Two Wrongs

John the Toolmaker

John the Toolmaker

An acquantance wrote about John Romero and John Carmack but missed – what I think is – one of Romero’s most underappreciated abilities: making tools.

Tools give you leverage

An organisational leverage point is a way that a group of people working toward a common goal can improve their performance. I know of five such leverage points:

Structure
How the group organises themselves to reduce wasted effort.
Selection
Picking the right people to include in the group.
Training
The way the group prioritises learning against progress, since the two are often in conflict.
Incentives
Methods of rewarding differbent types of excellence.
Tools
Reusable technical improvements to processes.

I read a lot about innovative, highly productive groups of people1 I want to figure out how effective product development happens., and every time they stress the importance of good tools. Sometimes this means sticking to off-the-shelf components because they are usable with standard tooling, and sometimes it means inventing custom tools to work with custom parts. Sometimes it’s Abraham Lincoln quipping that

If I had six hours to chop down a tree, I would spend the first four sharpening the axe.

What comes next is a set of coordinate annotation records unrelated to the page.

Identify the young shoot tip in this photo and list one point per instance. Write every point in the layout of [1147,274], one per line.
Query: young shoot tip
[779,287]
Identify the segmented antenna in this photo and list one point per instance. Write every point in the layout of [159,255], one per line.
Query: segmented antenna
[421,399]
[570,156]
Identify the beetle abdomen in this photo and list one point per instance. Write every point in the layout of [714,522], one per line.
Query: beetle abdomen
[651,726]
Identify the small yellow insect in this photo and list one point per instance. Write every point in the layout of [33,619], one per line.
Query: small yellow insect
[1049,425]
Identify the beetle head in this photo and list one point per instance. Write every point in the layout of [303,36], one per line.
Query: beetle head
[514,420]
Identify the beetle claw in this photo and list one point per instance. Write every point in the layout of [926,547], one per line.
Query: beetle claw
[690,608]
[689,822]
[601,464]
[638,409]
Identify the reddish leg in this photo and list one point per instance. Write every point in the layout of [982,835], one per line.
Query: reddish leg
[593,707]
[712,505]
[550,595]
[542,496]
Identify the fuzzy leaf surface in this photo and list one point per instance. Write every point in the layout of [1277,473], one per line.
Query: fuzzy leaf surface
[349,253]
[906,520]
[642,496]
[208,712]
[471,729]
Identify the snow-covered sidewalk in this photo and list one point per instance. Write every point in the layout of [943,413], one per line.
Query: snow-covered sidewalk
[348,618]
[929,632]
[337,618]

Good tools are the things that allow others to experiment more freely, with less friction. They are a good investment because they can last for a long time – far outlive the initial process they were developed for.

John Romero made tools

Throughout his career, John Romero has always been the guy that made the tools. At Softdisk, he made puzzle creators for their puzzle games, along with several other helper utilities.

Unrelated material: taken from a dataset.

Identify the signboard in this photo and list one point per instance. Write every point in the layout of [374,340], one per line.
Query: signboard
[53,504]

At Id, he made a tile editor TEd, that ended up being used for 33 games, apparently. It is called a tile editor, but it was really flexible enough to be used as a level editor for titles like Wolfenstein. Romero says

Yeah, I think we talked pretty quickly about it. We were saying “we’re going to have a 2D matrix to represent the level. Cool, we’ll just use TEd for it.” Yup, that was it! [Laughs] It was very simple.

Then he went on to write DoomEd, the level editor for Doom, as well as conversion utilities for various formats used in Id games.

People ask how Id Software managed to release titles at such a high rate back in the days. Sure, some of it is John Carmacks legendary ability to write lots of code that does things nobody thought was possible. But I speculate an even greater contributor was the tools designed by John Romero. These gave the power to the rest of the team to just get going and make stuff without having to think about the hard parts.

I’m not a toolmaker

Some of the most successful programmers I know are great toolmakers. I’m not, sadly. I really wish I was, and I’m actively taking the opportunity to try when I spot one. I suspect I fail to see more opportunities than I take.

This is why it’s so inspiring to read about Romero’s toolmaking abilities, and so sad to see that it’s almost universally overlooked.